2004 Corolla Sport - Engine shot - what to do?

corolla

#1

I have a 2004 Toyota Corolla S with 175k miles… engine overheated and unfortunately the mechanic tell me it’s toast - has zero compression. Not worth the $3500 (estimate) to replace with a used one. What’s the best route from here? Craigslist and sell as-is? It has allow wheels that seem to go for around $100 each, and 80k Michelin tires with a ton of tread (15k at most driven on them). Any suggestions what I should ask for the car if I sell it as is?


#2

This Is A High Miles Car With A Blown Engine. Sell It For Best Offer Or By The Pound To A Salvage Yard.

CSA


#3

Try a craigslist for the whole car first, If it was mine I would try $1,000 and wait for offers and work my way down.


#4

Why would someone buy a car that would be worth 3500.00 in good condition with needing an engine. At 175000 miles it is going to need other things as well. The wheels and tires mean nothing, just have hauled off or maybe the mechanic might give you something for it.


#5

The tires, wheels and trans for someone with a bad trans was my thought why someone might want it.


#6

Will go ahead and put it on CL asking best offer and go from there. Thx for the feedback!


#7

Why hasn’t anybody suggested dropping in a used engine . . . ?

If the rest of the car is in decent shape, not rusty, and well maintained, the car might last several more years


#8

I’m with db on this.


#9

mountainbike

This is off-topic . . .

A few miles from my house, there is a company which sells low mileage japanese engines. they import them from japan, and even offer installation. I know a few guys that have kept their vehicles alive, by going there. I asked about the price, and it sounded fairly reasonable

Of course, I live in Los Angeles, so rust isn’t a major factor here


#10

It is relevant IMHO. That might be a good source for a replacement motor for the OP’s car.
I’ve read that Japanese emissions requirements are so strict that after a certain mileage engines get pulled and replaced, even if they’re still good by our standards. I’ve also read that companies such as the one by your house import them and resell them as replacement engines.
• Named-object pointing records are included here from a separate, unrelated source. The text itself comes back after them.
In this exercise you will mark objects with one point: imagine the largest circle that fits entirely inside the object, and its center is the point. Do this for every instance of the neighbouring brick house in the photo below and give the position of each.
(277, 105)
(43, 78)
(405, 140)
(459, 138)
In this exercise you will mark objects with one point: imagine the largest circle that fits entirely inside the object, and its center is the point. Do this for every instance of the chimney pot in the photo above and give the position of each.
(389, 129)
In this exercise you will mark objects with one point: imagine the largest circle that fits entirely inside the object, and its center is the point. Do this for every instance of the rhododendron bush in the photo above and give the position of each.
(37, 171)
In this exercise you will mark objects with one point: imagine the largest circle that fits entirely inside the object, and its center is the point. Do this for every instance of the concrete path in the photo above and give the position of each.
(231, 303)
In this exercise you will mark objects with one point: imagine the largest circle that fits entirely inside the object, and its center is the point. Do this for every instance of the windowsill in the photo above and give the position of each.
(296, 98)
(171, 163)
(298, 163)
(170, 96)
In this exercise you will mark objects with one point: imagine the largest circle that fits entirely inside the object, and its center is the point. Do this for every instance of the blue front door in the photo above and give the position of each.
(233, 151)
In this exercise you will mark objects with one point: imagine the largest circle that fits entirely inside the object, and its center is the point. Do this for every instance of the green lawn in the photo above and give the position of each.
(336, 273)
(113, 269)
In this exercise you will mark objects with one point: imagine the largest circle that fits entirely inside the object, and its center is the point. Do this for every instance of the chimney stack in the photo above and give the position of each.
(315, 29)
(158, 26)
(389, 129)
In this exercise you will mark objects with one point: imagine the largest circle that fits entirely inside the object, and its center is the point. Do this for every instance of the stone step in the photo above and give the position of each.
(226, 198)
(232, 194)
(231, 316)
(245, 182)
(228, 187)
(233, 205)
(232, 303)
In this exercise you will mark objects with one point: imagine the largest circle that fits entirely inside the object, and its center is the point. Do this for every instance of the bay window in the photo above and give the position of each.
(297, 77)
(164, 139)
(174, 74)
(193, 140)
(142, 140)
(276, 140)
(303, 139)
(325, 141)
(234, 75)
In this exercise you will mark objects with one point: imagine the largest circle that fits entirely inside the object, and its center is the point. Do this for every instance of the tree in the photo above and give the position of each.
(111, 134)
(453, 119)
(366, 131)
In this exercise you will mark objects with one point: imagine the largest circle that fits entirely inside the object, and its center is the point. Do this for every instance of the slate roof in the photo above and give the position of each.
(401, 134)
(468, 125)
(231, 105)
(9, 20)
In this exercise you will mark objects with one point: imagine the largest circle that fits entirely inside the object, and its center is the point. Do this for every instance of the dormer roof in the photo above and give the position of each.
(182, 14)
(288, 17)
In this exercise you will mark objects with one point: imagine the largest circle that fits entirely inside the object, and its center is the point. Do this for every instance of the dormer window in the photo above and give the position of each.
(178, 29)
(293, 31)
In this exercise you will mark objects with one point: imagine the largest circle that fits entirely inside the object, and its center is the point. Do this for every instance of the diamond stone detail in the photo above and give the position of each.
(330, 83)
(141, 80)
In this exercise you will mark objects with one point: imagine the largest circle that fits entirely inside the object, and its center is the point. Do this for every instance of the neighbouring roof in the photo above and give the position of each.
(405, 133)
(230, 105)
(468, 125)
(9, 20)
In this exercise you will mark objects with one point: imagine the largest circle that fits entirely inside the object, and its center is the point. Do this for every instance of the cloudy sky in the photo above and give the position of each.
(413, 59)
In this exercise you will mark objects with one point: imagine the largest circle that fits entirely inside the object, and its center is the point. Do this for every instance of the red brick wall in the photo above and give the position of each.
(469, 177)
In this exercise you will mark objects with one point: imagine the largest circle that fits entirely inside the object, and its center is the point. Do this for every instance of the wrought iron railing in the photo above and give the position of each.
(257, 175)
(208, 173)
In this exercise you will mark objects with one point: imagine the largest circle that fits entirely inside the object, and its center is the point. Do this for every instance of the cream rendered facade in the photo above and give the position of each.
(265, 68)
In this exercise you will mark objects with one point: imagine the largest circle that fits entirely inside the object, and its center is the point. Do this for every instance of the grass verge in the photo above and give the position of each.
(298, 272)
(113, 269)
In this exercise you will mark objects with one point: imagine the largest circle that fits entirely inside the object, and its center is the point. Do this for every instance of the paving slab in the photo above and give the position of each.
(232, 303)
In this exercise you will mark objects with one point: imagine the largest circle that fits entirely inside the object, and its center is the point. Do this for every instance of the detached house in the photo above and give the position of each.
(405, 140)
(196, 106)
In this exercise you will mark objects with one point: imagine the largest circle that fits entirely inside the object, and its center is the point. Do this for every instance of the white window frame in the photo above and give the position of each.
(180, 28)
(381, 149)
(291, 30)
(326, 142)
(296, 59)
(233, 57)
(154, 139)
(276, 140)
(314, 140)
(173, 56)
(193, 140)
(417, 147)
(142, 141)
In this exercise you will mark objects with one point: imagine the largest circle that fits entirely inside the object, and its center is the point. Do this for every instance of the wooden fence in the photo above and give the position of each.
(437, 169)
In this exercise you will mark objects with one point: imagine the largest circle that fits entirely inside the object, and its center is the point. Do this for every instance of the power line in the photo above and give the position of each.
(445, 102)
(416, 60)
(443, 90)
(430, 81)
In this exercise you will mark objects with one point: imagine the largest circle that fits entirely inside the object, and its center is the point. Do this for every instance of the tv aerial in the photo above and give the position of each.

I confess that I don’t know this to be absolute fact, and I’m unfamiliar of any complications if there are any. Someone more worldly than I would have to enlighten us.


#11

mountainbike

I’m not sure about the legalities, either

In fact, I’m doubtful as to whether Japan-spec engines have the same emissions equipment as we do


#12

Good point. I’d welcome input from someone that knows more about this. I’d even gladly buy him/her lunch! :smile:


#13

I could only guess that the Japanese engines probably have to meet at least an emission tier similar to ours and I hear tell that these engines have about 30 K miles on them thats the way I would go ,if I liked the car .


#14

^
I’ve been told that the better used equipment migrates to our shores, from Japan.
When something (either an engine or an entire car) is a mechanical disaster, the Japanese find a ready market for that junk in Russia.


#15

1/2 dozen motors w/125k near us for <$750


#16

I don’t know what the rules are in Japan today, but when I was there in the mid 70’s, after a vehicle is 4 years old, it is required to have a safety and beauty inspection every 6 months. This inspection costs about half the cost of a new vehicle. Luxury vehicles get 6 years before this is required. It was not cost effective for the Japanese to keep a vehicle more than 4 years.

But, the traffic in Japan was so congested that it made rush hour on the Santa Monica freeway look like a speedway. A 7 mile trip from Yokohama to Yokosuka took 2 to 3 hours. A four year old engine with 40,000 kilometers (25k miles) would have more hours of operation on it than a US engine with 200k miles. They were worn plumb out.


#17

There are lots of 2004 Corollas out there. Buy a running one with a few less miles and use the wheels and tires for it. Not all corollas will die at 175,000.